Sooner than I'd have thought, here's my first follow-up to the publication of the summaries of Apple's expert witness reports in the Epic Games v. Apple App Store antitrust case.
When I read those summaries for the first time, I tweeted about some of the statements I found in them. This is my tweet about the claim that Apple couldn't support alternative app stores without not only software but even hardware changes:
Apple expert: "would include a duty to redesign its hardware and software--[...]--to make the iPhone interoperable with alternative app stores" The software part would be very limited for sure, and the hardware part is inconceivable. Will be interesting to hear this expert in May
— Florian Mueller (@FOSSpatents) April 14, 2021
The quote was from the following paragraph of Dr. Rubinfeld's rebuttal report:
"19. The duty upon Apple is more than the usual duty to deal; it would include a duty to redesign its hardware and software—both of which are covered by Apple’s intellectual property—to make the iPhone interoperable with alternative app stores and with apps that would not qualify under Apple’s app-review guidelines for distribution through the App Store."
My tweet prompted a strong reaction from Tim Sweeney, the founder and CEO of Epic Games:
That's baloney! iOS already has a mechanism for users to install apps from the web - the Apple Enterprise Program. Only contractual limitations prevent it from being used for consumer software distribution.https://t.co/TfUN3rqHTm
— Tim Sweeney (@TimSweeneyEpic) April 14, 2021
(The term "baloney" relates to what that expert said, and fortunately not to my own comments.)
The people who have already liked Mr. Sweeney's tweet include many developers, among them the father of JavaScript.

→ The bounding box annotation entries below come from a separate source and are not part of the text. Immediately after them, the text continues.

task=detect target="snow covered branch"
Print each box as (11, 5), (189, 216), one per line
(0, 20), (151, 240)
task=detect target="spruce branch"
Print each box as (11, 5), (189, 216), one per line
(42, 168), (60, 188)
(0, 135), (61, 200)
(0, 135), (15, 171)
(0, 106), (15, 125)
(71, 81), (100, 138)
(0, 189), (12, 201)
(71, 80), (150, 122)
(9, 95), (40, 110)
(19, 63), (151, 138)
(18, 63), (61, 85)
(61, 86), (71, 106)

I added another alternative way of installing apps on iOS devices that clearly works--without requiring new hardware--and is just made unnecessarily cumbersome by Apple:
Also, in my own app projects we used Microsoft AppCenter, formerly known as HockeyApp, to distribute beta versions. The only issue there is that Apple wants us to store a list of UDIDs in the app itself. But that's a restriction they could lift anytime.

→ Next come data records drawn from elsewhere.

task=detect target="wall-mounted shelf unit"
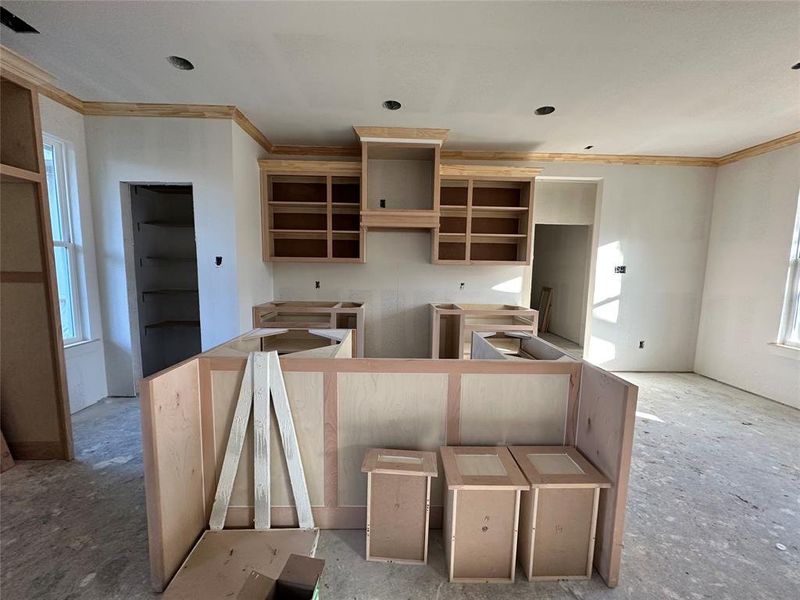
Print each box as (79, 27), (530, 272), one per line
(433, 164), (541, 265)
(353, 127), (448, 230)
(430, 304), (539, 359)
(259, 160), (364, 262)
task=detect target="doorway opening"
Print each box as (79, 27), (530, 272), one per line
(130, 184), (201, 377)
(530, 177), (602, 358)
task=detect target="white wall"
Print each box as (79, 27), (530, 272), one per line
(695, 145), (800, 408)
(232, 124), (273, 331)
(520, 163), (715, 371)
(531, 224), (592, 345)
(39, 96), (108, 413)
(273, 231), (525, 358)
(86, 117), (258, 395)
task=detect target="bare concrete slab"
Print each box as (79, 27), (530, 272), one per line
(0, 373), (800, 600)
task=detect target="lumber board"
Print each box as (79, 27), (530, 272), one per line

— Florian Mueller (@FOSSpatents) April 14, 2021
UDIDs are unique device IDs. In order to find out one's UDID, one has to connect an iPhone or iPad to a MacBook with a USB cable and open the iTunes app; copy the UDID; paste it into a message to the developer; and the developer then has to actually integrate it into the app package. That's obviously not an option for large-scale distribution. Also, some functionality cannot be tested that way: one needs to build a "store app" and distribute it via Apple's TestFlight system. TestFlight comes with other limitations.
I have my doubts that the court will buy Apple's spurious argument about "a duty to redesign its hardware and software."
Similarly underwhelming is the following statement I found in another Apple expert report (authored by Ocean Tomo's Mr. Malackowski):
"The App Store itself is referenced in more than 250 U.S. patents and applications."
That is just meaningless. The fact that the App Store is "referenced" doesn't indicate that the App Store itself is protected by any patents. Apple has to deal with standard-essential patent (SEP) portfolio valuation all the time, where the question of essentiality (i.e., whether a patent covers a technique one needs to implement in order to comply with the specification of the standard) comes up. No one would seriously argue that a patent in which 5G is "referenced" is necessarily a 5G patent, much less that it is a 5G SEP.